First big lesson in my life

This weekend I have remembered some episodes from my childhood. At night in my room, completely alone I have tried do understand on what was happened and transform me into what I am today.
I was born in France, in a big city called Grenoble (at the Alphes). When I was arrived to Portugal, I was 8 years old. The Portuguese language was difficult to speak, but I have always understood what people told me.
Well, when I was in France, I was the little Portuguese girl. I never had many friends in France, my colleagues looked at me as if I was from another planet. I was always well dressed as a princess and an extremely clean girl. Nobody tried to be agressive with me, the kids in France were pacific, but very cold on their manners.
At Portugal, I was the little French girl. The Portuguese princess was now a French princess. At school I was the best, the teacher counts with me to explain the math exercises. She was proud of me and… of course, I was proud of myself. In the parents meetings, the teacher gave always an example of good student… me… and my mother was proud too. Outside the school, the story was quite different. I was the French girl and the good student of my school, I was completely different from the other kids… Portuguese kids… and not so good students. Once more, I was someone without friends. Conversely, the Portuguese children were not polite in their conversation and they were aggressive even with a girl.
Along the years, I have remained quite and calm, I have always eared and digested not pretty words and acts. Inside me, a storm was preparing to break down. One day (I was 12 years old), after a good basketball match I have transform myself in the devil.
Like I said before, I was the best at school, even at the gym. The basketball was my favorite sport; I was expert on making the usual 3 points from the mid camp. In that day, my team has wanned with a high score: 37 – 6. At the end, we (the girls) were into the showers and… as usually, someone (Marta) was not digesting another defeat and talked to me rudely. I have not responded to her, I have ignored her completely. She was furious; she came into my direction and pushed me against the wall, sticking her nails on my back hands. After 20 years, I still have the marks of her nails in my hands.
Oh boy, that was her worst mistake . I was stronger than her (I never realize that until that day), I have pushed her backward, she fell on the floor and I gave her a hard kick on the ribs and on the face. She got bleeding on the lips, but nothing special, she deserved more than that. That was the last time she messed up with me.
Since I was a good student and never messed up with nobody, the school director has not believed on Marta’s version. My version was pretty reasonable “nothing happens sir, I do not understand why she is always trying screw up me!”. Nobody of the rest of the teams said a word about what happened, for the first time I felt to not be alone.

And… that was the first time that I have really hurt someone.
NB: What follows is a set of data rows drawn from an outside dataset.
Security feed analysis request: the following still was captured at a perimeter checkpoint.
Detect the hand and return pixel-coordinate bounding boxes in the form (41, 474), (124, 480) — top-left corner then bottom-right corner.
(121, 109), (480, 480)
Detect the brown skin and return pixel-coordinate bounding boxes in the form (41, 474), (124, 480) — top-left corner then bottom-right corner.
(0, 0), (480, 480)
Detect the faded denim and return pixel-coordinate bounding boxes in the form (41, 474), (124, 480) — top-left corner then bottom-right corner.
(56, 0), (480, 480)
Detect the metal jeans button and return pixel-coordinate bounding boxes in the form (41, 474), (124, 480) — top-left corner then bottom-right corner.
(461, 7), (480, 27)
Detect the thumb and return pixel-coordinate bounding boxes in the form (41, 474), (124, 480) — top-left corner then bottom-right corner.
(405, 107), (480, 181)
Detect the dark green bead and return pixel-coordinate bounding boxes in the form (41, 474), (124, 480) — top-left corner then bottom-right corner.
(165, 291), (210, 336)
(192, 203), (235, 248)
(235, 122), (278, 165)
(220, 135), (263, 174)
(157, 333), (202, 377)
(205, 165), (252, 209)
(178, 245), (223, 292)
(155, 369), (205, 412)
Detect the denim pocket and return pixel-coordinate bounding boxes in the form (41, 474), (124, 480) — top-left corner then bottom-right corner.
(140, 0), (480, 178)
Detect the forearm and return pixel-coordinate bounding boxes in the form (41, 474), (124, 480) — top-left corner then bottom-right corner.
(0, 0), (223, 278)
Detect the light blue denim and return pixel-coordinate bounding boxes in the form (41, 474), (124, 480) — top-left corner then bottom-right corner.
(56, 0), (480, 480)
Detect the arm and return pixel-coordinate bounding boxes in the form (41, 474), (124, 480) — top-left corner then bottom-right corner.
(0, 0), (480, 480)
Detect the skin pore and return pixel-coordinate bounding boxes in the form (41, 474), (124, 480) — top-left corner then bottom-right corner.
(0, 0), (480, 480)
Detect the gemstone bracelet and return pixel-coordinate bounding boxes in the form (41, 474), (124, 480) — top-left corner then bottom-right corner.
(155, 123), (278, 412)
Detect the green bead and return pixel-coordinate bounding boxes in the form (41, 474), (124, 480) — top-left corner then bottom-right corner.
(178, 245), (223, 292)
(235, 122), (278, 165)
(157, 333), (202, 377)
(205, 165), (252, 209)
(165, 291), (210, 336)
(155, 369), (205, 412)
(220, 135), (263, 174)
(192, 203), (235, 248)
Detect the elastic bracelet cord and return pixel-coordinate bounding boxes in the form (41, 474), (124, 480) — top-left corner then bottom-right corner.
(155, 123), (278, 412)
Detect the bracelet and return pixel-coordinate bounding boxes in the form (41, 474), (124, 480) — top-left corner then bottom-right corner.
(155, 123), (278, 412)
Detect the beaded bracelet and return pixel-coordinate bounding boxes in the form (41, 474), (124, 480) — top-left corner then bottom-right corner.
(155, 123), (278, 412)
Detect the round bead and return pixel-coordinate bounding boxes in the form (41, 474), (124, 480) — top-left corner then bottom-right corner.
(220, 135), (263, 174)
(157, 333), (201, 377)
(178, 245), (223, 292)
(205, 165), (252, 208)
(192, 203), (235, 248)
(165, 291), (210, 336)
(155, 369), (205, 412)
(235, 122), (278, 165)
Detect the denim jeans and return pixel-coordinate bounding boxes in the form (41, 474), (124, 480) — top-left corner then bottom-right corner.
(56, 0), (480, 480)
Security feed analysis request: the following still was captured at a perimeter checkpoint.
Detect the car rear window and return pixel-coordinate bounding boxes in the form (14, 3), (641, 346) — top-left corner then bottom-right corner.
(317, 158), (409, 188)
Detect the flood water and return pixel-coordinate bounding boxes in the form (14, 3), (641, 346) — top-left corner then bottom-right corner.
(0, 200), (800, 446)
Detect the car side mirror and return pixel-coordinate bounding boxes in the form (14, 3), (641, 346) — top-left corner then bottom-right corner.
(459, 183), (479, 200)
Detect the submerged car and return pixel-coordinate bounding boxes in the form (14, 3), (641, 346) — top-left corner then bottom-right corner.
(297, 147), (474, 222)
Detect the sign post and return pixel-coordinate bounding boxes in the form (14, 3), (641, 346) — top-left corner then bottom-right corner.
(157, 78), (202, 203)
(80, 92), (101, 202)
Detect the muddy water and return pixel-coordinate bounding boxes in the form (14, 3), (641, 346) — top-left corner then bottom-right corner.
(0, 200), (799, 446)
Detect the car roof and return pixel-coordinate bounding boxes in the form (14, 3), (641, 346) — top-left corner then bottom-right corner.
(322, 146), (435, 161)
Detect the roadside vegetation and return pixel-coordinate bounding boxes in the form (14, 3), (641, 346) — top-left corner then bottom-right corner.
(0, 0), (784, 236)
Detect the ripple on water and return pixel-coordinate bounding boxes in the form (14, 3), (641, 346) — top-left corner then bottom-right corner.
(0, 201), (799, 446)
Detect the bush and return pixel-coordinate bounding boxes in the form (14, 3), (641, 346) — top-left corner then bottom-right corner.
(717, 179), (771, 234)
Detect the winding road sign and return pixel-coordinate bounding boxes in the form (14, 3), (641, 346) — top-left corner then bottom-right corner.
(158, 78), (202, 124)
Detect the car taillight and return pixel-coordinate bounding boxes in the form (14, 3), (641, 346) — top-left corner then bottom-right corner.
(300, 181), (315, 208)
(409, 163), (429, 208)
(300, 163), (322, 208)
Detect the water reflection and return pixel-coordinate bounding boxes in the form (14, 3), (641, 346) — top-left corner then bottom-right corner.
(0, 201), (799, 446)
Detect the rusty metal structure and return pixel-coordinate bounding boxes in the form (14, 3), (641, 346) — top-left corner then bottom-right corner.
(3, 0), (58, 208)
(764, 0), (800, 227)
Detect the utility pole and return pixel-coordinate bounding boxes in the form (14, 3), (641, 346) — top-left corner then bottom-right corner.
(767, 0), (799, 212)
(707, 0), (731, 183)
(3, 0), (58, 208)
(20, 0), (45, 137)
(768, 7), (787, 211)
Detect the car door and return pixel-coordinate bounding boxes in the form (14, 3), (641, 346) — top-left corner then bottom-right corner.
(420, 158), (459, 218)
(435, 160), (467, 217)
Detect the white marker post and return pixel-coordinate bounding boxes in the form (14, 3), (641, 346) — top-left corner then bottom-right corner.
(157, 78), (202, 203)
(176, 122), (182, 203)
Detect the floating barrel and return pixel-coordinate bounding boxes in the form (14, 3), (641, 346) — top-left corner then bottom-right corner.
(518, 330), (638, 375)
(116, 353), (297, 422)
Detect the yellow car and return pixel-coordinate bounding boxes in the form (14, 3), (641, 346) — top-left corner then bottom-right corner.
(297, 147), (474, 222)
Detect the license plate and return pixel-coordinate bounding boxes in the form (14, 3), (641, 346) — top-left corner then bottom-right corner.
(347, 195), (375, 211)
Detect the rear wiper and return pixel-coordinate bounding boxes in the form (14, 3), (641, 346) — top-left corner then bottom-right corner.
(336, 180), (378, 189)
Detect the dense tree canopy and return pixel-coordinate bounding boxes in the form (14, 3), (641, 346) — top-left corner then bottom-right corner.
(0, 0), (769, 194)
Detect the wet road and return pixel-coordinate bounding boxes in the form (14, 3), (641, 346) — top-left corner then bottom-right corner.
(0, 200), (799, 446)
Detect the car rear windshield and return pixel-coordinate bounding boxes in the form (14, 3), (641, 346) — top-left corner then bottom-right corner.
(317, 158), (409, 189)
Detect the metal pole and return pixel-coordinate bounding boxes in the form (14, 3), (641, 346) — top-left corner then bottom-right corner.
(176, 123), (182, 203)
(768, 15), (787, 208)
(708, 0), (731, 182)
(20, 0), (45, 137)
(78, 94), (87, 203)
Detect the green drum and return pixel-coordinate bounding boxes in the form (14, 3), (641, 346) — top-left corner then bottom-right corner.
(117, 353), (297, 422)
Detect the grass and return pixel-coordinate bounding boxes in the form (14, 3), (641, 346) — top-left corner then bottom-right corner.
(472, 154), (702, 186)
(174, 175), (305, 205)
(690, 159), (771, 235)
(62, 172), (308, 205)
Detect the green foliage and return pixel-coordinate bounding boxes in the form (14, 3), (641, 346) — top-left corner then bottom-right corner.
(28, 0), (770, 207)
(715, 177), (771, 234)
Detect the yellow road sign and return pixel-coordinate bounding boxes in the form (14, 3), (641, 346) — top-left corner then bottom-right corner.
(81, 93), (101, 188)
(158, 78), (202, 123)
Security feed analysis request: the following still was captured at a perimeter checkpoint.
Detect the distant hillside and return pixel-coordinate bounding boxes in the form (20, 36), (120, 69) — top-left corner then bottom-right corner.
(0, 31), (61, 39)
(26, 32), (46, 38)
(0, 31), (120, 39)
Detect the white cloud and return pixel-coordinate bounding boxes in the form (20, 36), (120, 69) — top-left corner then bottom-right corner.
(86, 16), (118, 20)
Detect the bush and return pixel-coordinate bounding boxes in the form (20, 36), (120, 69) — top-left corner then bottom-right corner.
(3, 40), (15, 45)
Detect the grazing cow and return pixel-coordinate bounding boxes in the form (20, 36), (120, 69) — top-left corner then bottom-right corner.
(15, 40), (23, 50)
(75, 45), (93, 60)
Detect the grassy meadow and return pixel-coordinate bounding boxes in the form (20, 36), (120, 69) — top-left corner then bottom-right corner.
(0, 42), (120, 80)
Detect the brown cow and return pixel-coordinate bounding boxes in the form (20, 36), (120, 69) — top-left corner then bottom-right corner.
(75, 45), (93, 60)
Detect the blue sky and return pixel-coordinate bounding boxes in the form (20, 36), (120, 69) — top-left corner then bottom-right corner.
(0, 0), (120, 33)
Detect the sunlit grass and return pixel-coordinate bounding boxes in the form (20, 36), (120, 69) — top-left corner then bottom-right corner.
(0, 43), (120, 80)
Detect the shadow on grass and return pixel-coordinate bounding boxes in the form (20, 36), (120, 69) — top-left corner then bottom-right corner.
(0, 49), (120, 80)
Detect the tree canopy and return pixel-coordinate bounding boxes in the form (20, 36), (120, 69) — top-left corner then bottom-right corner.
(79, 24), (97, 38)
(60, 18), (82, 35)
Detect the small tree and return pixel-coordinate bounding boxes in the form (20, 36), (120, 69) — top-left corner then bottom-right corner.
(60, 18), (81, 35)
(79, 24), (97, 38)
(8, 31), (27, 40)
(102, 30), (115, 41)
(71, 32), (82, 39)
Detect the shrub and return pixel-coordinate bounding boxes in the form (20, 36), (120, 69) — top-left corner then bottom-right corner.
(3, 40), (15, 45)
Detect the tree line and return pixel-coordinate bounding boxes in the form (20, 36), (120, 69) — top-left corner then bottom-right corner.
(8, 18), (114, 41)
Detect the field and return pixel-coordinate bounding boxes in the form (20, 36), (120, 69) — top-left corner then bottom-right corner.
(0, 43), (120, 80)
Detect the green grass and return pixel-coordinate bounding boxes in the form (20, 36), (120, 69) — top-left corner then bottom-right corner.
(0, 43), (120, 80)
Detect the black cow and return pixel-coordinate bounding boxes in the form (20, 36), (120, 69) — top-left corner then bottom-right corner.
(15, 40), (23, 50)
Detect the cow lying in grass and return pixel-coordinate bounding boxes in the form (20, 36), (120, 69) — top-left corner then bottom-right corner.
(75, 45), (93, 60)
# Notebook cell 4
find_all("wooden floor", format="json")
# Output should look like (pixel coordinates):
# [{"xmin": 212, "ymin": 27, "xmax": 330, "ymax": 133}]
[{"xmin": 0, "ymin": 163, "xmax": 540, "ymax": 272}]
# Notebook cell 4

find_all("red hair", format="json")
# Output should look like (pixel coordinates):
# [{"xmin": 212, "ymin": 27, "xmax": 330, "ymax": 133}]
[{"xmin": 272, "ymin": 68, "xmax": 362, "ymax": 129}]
Lesson n.1: Being aggressive and authoritarian sometimes can give you some respect.

2 comments:

Anonymous said...

Hello!
I was looking for something different and I found you.
You actually are different, but I don't really know if that's very good for you....At least if what you write is true, and I believe so, it looks like you're still lonely, distant and out of context!
Oh and you english needs to be revised....

Single Mind said...

Comment revision:

It is not "I found you", you should write "I have found you".
Well, in fact, you should write "I have found this blog" and not me properly.
Actually the (...) has 3 dots, and not 4 dots, as in your comment.
Another correction, it is not "Oh and you english needs to be revised...". You should write "Oh! By the way, your english needs to be revised."
Never ends a sentece with 3 dots (...). This denotes that you do not have sure about what you are writing.